Pale Terra vs Sunbaked Terracotta
Pale Terra (Cloverdale Paint) and Sunbaked Terracotta (Dulux) come from different manufacturers. Pale Terra reads as beige-pink, while Sunbaked Terracotta reads as beige — two distinct hue families, not close cousins. The 3-point LRV gap — 53 for Sunbaked Terracotta vs 50 for Pale Terra — means Sunbaked Terracotta will open up a space more effectively. ΔE 9.5 means they're clearly different, but not dramatically so — they'd pair well in the same room. Below you'll find 2 real-room photo comparisons where both colors appear side by side, plus 5 simulated room previews.
Pale Terra vs Sunbaked Terracotta in Real Spaces
2 real rooms side by side. Pale Terra and Sunbaked Terracotta are close enough that the difference can be hard to judge from a chip alone — these photos show how each reads at scale, across different spaces and lighting conditions.
Living Room
A living room wall sees more varied light than almost any other surface in the house, which makes the choice between these two more nuanced than a chip suggests. Sunbaked Terracotta reads slightly lighter here — a subtle but real difference in how open the space feels.
Bathroom
Small bathrooms intensify color. A shade that seems quiet in a larger room can feel immersive when you're surrounded by it on four walls. Sunbaked Terracotta has the edge in reflectance, which shows as a quiet sense of added space rather than an obvious contrast.
Color Details
Pale Terra vs Sunbaked Terracotta Simulated Comparison
5 simulated room previews — drag the slider on each to see Pale Terra on one side and Sunbaked Terracotta on the other.
Digital color is approximate.
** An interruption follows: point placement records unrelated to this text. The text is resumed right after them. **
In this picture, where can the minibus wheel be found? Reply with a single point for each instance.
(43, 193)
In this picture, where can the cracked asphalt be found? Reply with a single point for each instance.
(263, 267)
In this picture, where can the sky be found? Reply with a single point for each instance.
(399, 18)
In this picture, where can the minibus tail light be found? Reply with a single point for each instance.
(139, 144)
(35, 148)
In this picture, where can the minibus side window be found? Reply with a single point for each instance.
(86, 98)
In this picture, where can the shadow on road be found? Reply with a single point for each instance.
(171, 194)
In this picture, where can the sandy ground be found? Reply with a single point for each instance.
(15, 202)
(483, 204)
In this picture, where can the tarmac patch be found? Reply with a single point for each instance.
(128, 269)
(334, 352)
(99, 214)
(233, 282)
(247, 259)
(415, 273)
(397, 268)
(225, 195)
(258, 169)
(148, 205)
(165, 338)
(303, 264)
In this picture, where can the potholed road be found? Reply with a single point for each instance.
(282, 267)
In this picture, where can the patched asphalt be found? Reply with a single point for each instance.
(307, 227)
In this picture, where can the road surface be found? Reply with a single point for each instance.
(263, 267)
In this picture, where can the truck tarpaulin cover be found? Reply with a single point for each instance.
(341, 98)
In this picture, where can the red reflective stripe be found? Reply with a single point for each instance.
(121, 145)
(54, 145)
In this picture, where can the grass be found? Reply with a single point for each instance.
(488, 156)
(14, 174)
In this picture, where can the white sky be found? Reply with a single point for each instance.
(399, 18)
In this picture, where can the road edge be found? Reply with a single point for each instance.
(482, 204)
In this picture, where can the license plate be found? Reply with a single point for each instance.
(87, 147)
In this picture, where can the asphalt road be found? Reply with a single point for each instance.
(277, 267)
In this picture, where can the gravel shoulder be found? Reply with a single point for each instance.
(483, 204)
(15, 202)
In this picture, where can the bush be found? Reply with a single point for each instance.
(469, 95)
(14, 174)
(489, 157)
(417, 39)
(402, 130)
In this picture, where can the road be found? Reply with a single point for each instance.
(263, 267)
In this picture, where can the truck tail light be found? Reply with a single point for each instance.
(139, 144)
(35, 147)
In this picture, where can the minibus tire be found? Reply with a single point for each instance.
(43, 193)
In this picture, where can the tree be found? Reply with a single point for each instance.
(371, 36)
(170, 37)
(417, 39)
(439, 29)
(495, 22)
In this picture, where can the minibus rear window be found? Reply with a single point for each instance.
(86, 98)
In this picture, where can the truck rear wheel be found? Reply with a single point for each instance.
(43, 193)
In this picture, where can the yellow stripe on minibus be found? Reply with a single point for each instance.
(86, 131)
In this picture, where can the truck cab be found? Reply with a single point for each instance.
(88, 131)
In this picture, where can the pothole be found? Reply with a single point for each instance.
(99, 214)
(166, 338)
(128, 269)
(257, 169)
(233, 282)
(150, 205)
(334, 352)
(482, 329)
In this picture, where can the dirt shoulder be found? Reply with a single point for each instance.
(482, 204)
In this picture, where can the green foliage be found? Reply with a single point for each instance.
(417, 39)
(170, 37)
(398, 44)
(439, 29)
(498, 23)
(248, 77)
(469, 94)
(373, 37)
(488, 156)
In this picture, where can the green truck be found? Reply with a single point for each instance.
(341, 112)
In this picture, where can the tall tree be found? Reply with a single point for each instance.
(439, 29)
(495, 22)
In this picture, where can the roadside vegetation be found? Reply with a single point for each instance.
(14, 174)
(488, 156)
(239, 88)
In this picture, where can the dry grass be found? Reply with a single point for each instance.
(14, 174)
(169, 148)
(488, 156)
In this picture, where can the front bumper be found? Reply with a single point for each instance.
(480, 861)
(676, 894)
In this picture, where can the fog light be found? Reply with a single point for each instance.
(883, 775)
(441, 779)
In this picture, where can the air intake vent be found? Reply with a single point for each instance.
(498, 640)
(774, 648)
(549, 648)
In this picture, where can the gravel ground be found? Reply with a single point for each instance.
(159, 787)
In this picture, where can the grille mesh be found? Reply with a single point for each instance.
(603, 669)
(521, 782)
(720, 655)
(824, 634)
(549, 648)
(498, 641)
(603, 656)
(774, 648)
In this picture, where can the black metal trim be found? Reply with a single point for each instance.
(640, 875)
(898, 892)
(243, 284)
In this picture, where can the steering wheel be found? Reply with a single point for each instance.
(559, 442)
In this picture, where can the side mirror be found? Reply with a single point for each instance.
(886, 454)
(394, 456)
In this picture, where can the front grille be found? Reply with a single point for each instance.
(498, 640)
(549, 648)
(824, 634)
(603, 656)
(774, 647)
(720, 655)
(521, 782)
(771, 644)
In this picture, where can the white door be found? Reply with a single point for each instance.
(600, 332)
These simulations are generated from the manufacturer's hex values and overlaid on grayscale room photos — your screen's calibration, brightness, and viewing angle all affect how they render. Before committing to either color, test physical samples in your own space under the light you actually live with.
More Pale Terra comparisons
See how Pale Terra stacks up against other well-photographed colors across different brands and tones.